A task force of international experts in the field of critical care medicine has redefined the terms “sepsis” and “septic shock” to facilitate earlier recognition and more timely management of patients with sepsis or at risk of developing sepsis.
The results were presented at the Society of Critical Care Medicine’s 45th Critical Care Congress in Orlando, Fla., on Feb. 22, to coincide with publication in JAMA.
This is the third major effort to better define sepsis and septic shock in over three decades. Definitions of sepsis and septic shock were last revised in 2001 (Sepsis-2) and before that, in 1991 (Sepsis-1).
Sepsis is a major public health concern, being the primary cause of death from infection and the third leading cause of death overall in the U.S. In 2011, it accounted for more than $20 billion of total U.S. hospital costs. The reported incidence of sepsis is increasing, likely reflecting individual susceptibility and greater recognition of the condition.

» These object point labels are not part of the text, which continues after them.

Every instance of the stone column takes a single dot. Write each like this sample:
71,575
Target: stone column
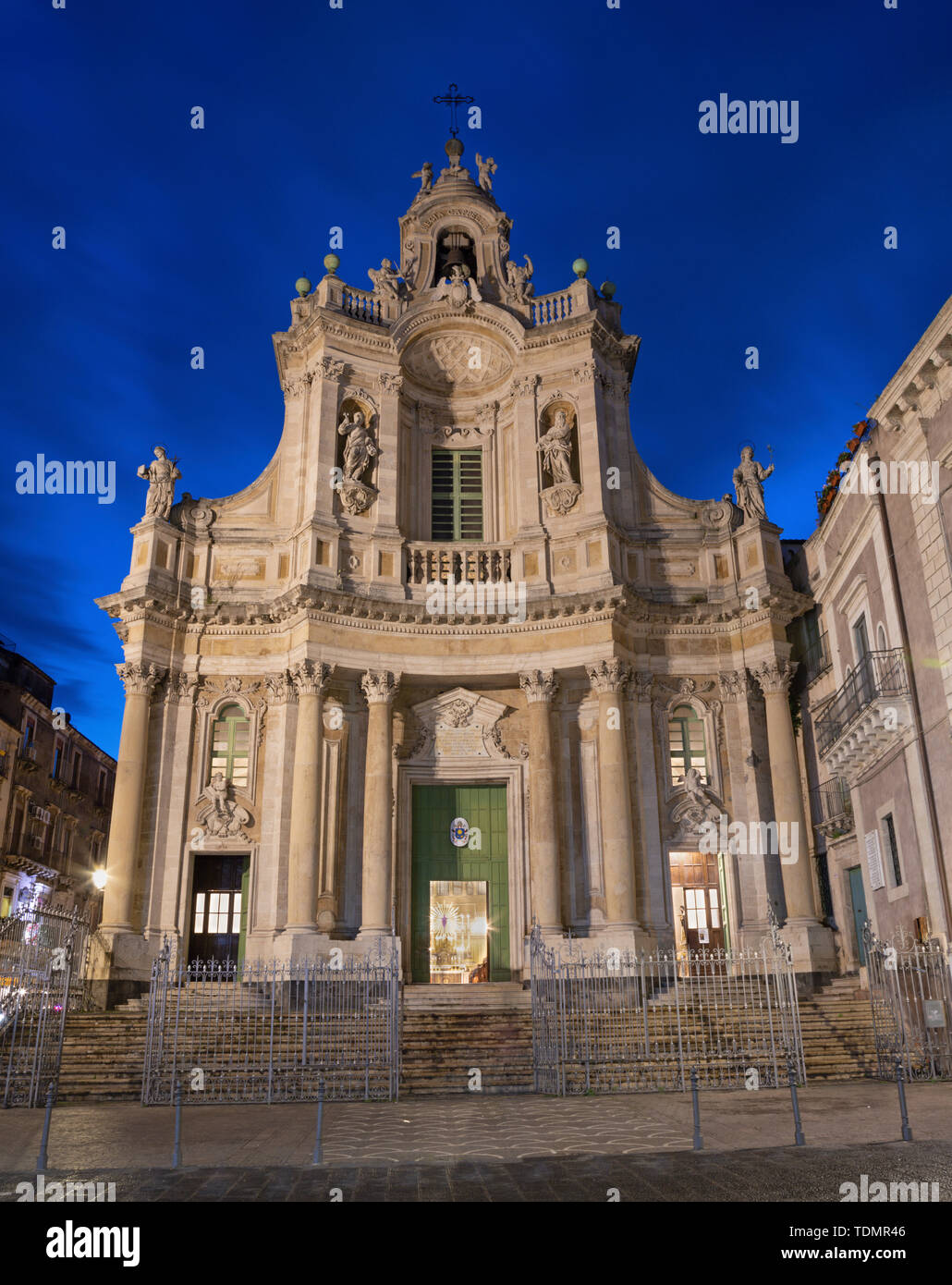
125,826
540,689
608,680
379,688
310,679
811,943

“Since considerable advances have since been made to the pathophysiology, management and epidemiology of sepsis, there was a need for re-examination of these two conditions,” says Craig Coopersmith, MD, professor of surgery, Emory University School of Medicine, and associate director of the Emory Critical Care Center. “Better defining sepsis and septic shock will help us treat patients in a more timely fashion, plus offer greater consistency for epidemiological studies and clinical trials in sepsis.”

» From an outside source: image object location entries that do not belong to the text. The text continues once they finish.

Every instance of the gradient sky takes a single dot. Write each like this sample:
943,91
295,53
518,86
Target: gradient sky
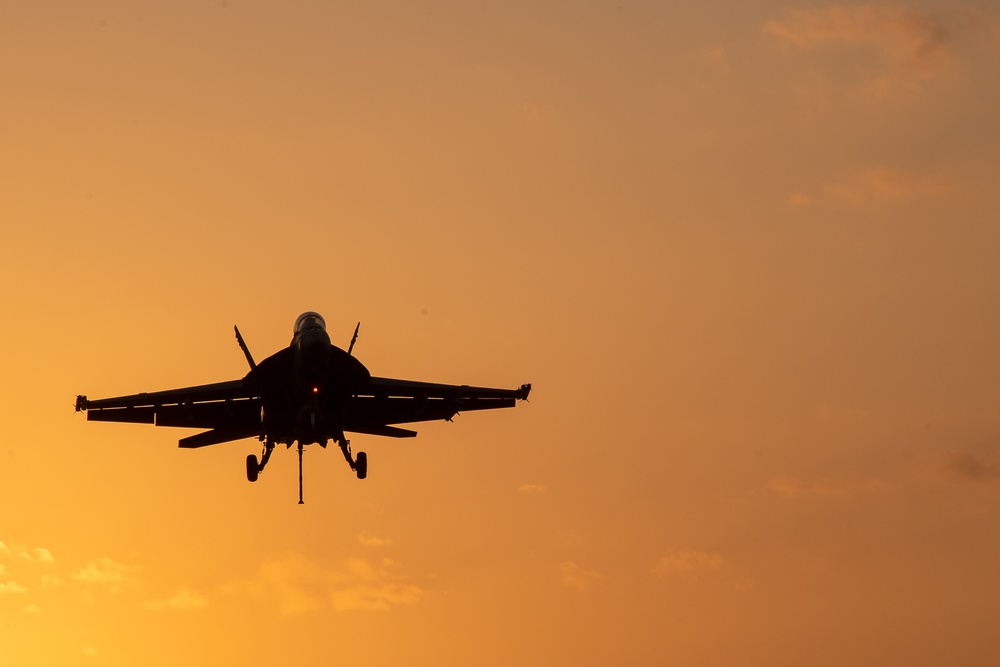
746,252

The Society of Critical Care Medicine and the European Society of Intensive Care Medicine convened an international task force of experts, including Coopersmith and Greg Martin, MD, MSc, professor of medicine at Emory. Coopersmith was the president of the Society of Critical Care Medicine when the definitions were being revised.
For one year, the group reviewed large data sets of hospitalized patients with presumed infection, assessing the simplest and most accurate ways to determine which patients have sepsis. Once definitions were updated, they were circulated to international professional societies, requesting peer review and endorsement.
The task force determined that sepsis, now known as Sepsis-3, should now be defined as “a life-threatening organ dysfunction caused by a dysregulated host response to infection.” For clinical purposes, organ dysfunction can be represented by an increase in the Sequential Organ Failure Assessment (SOFA) score of 2 points or more, which is associated with an in-hospital mortality greater than 10 percent.
“Sepsis is the primary cause of death from infection, especially if not recognized and treated promptly,” says Martin. “Its recognition mandates urgent attention, which is the basis of this new definition. Furthermore, in lay terms, we defined sepsis as a life-threatening condition that arises when the body’s response to an infection injures its own tissues and organs.”
Patients with suspected infections that are likely to have a prolonged ICU stay or to die in the hospital can be promptly identified at the bedside with a new test called quick SOFA (qSOFA) score. This simple test examines respiratory rate, mental status and blood pressure, which can determine risk of mortality and promptness of intervention.
The new definition of “septic shock” is a subset of sepsis in which underlying circulatory and cellular/metabolic abnormalities are profound enough to substantially increase mortality.
“These updated definitions and clinical criteria should clarify long-used descriptors and bring about earlier recognition of patients at risk of developing sepsis,” explains Coopersmith. “But the process remains a work in progress, and new diagnostic approaches and enhanced collection of data will fuel their continued re-evaluation and revision.”
“These new definitions are another important advance towards better understanding and identifying sepsis, and will be beneficial to health care workers, researchers and the public,” says Martin.
This work was supported in part by a grant from the Society of Critical Care Medicine and the European Society of Intensive Care Medicine.